U.S. Senators Chris Coons and Tom Carper, D-Delaware, urge Republican and Democratic Senators to participate in a hearing for President Obama’s Supreme Court judge selection.
The president announced his decision to nominate Merrick Garland for Supreme Court Wednesday morning.
“The fair thing to do, the valid thing to do, is for the Senate to do its constitutional job and provide advice and consent,” Coons said.
The position in the Supreme Court became vacant last month when Supreme Court Justice Antonin Scalia died of natural causes.
Since then, Republicans have vowed to prevent attempts to fill the position before a new president is sworn into office in January.
Coons and Carper said they believe Obama fulfilled a constitutional responsibility by nominating a candidate, and that year-long vacancies should not be allowed.
“(The President) was elected to a four-year term, and I think having a vacancy is a dereliction of duty for the members of Senate who are refusing to even meet with the judge,” Coons said.
Garland, 63, who has been labeled a moderate, is a former prosecutor who joined the appeals court in 1995 during Bill Clinton’s presidential term with support from Republicans and Democrats.
His accomplishments include overseeing the investigations of the Oklahoma City bombing, the Unabomber case and the Atlanta Olympics bombing. Garland also has more federal judicial experience than any other Supreme Court nominee in history.
“By the judge’s comments, his decency, his balance, his life story, his background, all suggest a nominee eminently qualified to serve on Supreme Court,” Coons said.
He said in the next couple of weeks he will learn more about Garland’s record and biography, and schedule a meeting with him before making an official decision on the nominee—something he hopes all Senators will do.
“Particularly now the president has nominated someone who in the past has been a bi-partisan candidate, someone by his resume is eminently qualified and prepared to serve on Supreme Court,” he said.
Carper released a statement saying he too will meet with Garland. He said he’s disappointed some of his Republican colleagues insist the vacancy shouldn’t be filled until a new president is sworn in.

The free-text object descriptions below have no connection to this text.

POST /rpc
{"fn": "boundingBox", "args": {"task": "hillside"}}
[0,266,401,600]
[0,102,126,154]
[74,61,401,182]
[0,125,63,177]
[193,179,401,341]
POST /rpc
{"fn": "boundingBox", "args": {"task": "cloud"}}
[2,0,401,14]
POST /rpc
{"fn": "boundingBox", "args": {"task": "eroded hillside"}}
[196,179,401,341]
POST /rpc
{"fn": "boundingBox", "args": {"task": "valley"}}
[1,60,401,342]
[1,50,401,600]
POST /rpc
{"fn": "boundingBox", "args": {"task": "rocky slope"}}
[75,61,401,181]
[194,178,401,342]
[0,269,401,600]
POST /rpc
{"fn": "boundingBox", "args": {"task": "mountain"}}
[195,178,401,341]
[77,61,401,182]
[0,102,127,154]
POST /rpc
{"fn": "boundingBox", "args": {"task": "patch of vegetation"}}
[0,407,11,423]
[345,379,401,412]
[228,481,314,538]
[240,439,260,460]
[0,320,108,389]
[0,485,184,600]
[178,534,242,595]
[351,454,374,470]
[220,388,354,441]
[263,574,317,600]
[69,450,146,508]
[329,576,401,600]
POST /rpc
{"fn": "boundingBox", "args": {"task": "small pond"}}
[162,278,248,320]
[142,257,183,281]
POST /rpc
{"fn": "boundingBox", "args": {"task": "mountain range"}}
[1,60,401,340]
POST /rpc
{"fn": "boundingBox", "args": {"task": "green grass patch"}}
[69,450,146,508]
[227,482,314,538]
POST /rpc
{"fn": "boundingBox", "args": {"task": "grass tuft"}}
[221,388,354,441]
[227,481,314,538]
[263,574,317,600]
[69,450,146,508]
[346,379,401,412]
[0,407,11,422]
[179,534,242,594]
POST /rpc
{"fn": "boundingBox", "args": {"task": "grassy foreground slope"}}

“Each of us has taken an oath to uphold the Constitution–some of us many times over–and any abdication of this duty is a failure to serve the American people as we’ve been elected to do,” Carper said in a statement.
“The right and just way to proceed is to begin consideration of Judge Garland’s nomination right away, first in committee and then on the Senate floor. Each of us has a duty to cast our vote, and we should be given the opportunity to uphold it.”